Naturalmente non tutto può essere delegato alla possibilità di utilizzo della tecnologia: servirà l’elaborazione di contenuti adeguati, il livello di preparazione dei docenti e i meccanismi della loro selezione, una nuova funzione e ruolo di Università e ricerca e tante altre cose nell’insostituibilità del contatto diretto tra docenti e allievi , tra docenti e docenti, tra allievi e allievi in un’idea insopprimibile di socialità diffusa.
Il tema dell’accesso al digitale rimane però quasi come pre - condizione per una svolta necessaria.
Pensare di mantenere un modello che accresca enormemente le diversità sociali nell’accesso all’istruzione e alla cultura è l’errore più consapevole e più preoccupante che si possa compiere in questo momento di grande difficoltà.

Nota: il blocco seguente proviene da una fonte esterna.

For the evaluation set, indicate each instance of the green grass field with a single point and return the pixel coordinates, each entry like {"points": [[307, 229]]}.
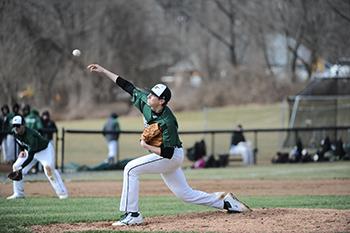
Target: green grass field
{"points": [[17, 214]]}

Siamo di fronte a una delle frontiere decisive per comprendere quale qualità dello sviluppo sarà possibile promuovere in una società che necessariamente dovrà risultare molto diversa da quella che abbiamo conosciuto fino al momento in cui ci siamo infilati nel tunnel dell’ignoto.
Abbiamo scoperto debolezze strutturali fin qui sottovalutate per via della superficialità di un sistema fondata sull’individualismo competitivo e sull’agire politico fondato sul personalismo dell’apparire.